- Classification: Protestant
- Orientation: Reformed
- Theology: Waldensian
- Polity: Presbyterian
- Associations: World Communion of Reformed Churches
- Region: Argentina and Uruguay
- Origin: 1858
- Branched from: Waldensian Evangelical Church
- Congregations: 24
- Official website: iglesia-valdense.org

= Waldensian Evangelical Church of the River Plate =

The Waldensian Evangelical Church of Rio de la Plata (in Spanish: Iglesia evangélica valdense del Río de la Plata or IEVRP) is a Waldensian denomination present in Uruguay and Argentina, founded in 1858, by Italian immigrants, previously linked to Waldensian Evangelical Church.
== History ==
In 1852, Juan Pedro Planchón was the first Waldensian present in the Rio de la Plata Basin. He was sent to South America with the task of verifying the possibility of promoting the settlement of Waldensian families from the Vales Waldensians in Uruguay or Argentina. After his favorable report, in January 1857 he arrived in Montevideo the first contingent of Waldensian families, who were immediately transferred to Florida in Uruguay. A few months later, in September of the same year, the second contingent arrived; the third contingent would arrive in January of the following year.

The immigrants quickly realized that the conditions for their peaceful integration were not given in Florida and, in July 1858, they signed the contract to colonize what is now La Paz and Colonia Valdense, in the Colonia Department.
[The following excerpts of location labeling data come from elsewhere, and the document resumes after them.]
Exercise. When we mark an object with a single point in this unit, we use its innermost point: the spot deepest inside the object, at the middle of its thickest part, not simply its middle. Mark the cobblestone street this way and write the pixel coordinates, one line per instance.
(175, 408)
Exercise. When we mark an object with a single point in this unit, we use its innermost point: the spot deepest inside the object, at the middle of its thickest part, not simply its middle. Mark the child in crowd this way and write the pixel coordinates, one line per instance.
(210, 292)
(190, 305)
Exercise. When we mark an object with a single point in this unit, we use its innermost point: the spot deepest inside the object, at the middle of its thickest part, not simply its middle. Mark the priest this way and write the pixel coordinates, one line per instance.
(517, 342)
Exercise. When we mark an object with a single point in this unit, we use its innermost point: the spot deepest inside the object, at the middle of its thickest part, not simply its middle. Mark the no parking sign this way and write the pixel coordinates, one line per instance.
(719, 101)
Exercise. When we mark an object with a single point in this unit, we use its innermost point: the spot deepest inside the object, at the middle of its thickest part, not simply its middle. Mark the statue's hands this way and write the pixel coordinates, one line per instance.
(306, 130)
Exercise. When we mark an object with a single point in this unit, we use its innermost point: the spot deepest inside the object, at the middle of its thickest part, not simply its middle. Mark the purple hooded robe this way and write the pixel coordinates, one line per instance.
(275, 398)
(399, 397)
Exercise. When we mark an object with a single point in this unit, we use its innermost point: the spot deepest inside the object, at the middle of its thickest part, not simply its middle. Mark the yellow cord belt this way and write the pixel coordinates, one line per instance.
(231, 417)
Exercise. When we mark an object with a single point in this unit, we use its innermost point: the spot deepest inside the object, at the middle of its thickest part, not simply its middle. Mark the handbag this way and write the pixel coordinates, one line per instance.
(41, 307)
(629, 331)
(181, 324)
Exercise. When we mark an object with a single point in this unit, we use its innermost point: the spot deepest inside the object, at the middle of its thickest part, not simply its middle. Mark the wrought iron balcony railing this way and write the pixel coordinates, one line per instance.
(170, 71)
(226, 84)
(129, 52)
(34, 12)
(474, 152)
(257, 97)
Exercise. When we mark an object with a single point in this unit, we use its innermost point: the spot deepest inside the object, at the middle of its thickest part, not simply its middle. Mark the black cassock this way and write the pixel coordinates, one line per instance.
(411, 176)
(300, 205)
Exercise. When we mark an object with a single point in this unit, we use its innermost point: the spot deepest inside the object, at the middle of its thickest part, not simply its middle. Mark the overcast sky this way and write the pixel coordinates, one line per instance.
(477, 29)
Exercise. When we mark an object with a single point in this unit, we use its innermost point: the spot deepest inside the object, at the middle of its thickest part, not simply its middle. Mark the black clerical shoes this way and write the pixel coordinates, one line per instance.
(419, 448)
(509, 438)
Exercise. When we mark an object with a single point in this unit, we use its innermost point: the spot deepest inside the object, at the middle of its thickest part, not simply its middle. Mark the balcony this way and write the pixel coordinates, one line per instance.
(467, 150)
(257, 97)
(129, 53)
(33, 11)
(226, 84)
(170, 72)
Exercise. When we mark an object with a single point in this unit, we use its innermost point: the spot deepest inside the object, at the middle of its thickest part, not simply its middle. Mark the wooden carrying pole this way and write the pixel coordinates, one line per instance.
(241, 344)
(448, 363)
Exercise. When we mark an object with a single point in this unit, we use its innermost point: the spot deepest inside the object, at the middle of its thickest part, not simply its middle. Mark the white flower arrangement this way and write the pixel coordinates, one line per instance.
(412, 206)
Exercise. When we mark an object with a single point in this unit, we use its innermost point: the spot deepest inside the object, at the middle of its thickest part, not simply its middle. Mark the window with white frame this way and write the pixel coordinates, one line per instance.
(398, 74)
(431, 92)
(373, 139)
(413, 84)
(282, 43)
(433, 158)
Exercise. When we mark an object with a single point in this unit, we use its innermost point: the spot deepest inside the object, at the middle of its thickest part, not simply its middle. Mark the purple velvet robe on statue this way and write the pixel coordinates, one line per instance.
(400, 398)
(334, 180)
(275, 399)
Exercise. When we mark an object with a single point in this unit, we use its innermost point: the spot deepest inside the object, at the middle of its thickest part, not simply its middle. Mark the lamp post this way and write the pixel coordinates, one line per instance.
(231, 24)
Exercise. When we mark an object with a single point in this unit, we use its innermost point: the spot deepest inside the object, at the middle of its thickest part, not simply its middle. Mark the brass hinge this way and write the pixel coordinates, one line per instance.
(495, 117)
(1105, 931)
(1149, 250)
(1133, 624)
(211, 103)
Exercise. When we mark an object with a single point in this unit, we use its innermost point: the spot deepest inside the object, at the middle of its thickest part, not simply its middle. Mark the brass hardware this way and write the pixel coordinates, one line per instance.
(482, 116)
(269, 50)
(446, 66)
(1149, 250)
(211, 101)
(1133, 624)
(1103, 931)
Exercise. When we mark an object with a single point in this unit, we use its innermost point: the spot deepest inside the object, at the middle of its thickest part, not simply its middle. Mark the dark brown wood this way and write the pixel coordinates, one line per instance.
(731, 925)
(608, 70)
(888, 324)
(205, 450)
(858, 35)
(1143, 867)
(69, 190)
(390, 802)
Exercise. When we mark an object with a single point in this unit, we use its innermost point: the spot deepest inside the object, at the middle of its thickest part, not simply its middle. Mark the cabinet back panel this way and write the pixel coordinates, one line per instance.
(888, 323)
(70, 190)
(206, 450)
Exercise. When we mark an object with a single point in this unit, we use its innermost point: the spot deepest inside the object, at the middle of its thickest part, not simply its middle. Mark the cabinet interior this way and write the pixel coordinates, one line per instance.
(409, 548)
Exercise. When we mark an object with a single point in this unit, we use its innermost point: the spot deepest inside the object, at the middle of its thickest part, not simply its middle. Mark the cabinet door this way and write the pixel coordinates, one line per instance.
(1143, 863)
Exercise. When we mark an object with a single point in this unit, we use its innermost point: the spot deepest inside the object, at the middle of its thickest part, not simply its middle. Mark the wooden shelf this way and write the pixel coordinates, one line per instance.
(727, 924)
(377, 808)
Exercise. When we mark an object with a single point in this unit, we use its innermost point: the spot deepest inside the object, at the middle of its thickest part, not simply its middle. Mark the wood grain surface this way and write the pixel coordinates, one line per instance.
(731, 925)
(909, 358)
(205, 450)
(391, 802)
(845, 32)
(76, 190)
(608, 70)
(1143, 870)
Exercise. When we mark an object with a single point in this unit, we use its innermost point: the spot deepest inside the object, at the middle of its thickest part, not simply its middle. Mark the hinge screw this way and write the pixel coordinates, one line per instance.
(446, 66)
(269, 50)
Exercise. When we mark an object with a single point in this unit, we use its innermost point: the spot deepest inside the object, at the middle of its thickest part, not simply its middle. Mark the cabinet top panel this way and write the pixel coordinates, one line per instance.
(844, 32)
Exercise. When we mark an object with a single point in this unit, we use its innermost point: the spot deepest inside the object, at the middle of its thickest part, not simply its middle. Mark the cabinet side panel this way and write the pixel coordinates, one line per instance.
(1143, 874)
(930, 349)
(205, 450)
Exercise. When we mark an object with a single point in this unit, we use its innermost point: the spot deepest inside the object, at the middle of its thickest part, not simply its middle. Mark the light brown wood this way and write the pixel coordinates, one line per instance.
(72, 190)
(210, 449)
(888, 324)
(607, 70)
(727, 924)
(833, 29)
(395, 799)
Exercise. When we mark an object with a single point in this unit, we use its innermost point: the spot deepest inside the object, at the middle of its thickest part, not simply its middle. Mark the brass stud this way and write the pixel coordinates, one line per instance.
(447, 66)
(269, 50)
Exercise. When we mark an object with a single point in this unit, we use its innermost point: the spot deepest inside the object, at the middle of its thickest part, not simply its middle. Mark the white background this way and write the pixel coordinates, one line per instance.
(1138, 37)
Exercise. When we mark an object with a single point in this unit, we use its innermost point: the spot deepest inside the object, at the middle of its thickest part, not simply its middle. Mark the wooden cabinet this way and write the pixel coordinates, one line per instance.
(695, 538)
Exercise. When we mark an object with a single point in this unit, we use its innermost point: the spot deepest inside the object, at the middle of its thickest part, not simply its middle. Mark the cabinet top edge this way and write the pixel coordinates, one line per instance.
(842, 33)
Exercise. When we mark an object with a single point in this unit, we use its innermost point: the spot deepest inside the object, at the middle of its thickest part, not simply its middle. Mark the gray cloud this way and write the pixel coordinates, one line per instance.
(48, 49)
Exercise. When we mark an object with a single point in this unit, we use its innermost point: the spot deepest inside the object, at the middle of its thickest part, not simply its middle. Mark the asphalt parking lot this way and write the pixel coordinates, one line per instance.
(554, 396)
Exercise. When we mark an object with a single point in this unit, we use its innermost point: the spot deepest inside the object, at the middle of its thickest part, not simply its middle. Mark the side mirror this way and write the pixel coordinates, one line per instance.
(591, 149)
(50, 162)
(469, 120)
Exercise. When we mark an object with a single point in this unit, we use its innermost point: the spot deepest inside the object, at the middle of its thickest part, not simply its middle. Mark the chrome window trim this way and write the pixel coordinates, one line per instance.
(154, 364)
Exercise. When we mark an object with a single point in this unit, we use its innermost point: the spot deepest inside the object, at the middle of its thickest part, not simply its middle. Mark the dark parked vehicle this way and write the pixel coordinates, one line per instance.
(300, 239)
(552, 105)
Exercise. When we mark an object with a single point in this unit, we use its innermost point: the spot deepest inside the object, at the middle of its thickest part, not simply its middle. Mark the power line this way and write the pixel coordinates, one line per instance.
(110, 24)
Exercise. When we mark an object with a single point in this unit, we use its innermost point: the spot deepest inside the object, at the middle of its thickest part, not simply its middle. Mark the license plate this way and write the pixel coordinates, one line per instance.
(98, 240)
A few years later, in 1860, part of the immigrants moved to Argentina, to the city of San Carlos Centro, in the province of Santa Fe Province, city founded a few years earlier by Swiss immigrants. Ten years later they arrived in El Sombrerito, province of Santa Fe and Rosario del Tala, in the province of Entre Ríos Province. Some of the communities formed by Waldensian immigrants in Argentina will be served, from a spiritual point of view, by the Methodist Church.

In Uruguay, from the initial settlement in La Paz and Colônia Valdense, organized groups were progressively created in the departments of Soriano, Río Negro and Paysandú, in the western region of the country, and in the Rocha Department, in the east.

The flow of Waldensian immigrants has continued over time, with peaks in the flow of immigrants being observed in the years following the two World Wars.

== Inter-ecclesiastical relations ==
The church is a member of the World Communion of Reformed Churches. Furthermore, the denomination is closely related to the Waldensian Evangelical Church, with which it holds meetings on theological matters.

== Beliefs ==
The Church subscribes to the Apostles' Creed and the Nicene Creed. In addition, the denomination subscribes to the Waldensian Confession of Faith, drawn up in 1655.

The Church supports the ordination of women.

=== Marriage ===
A 2010 resolution allows local churches to decide about blessings of same-sex marriage.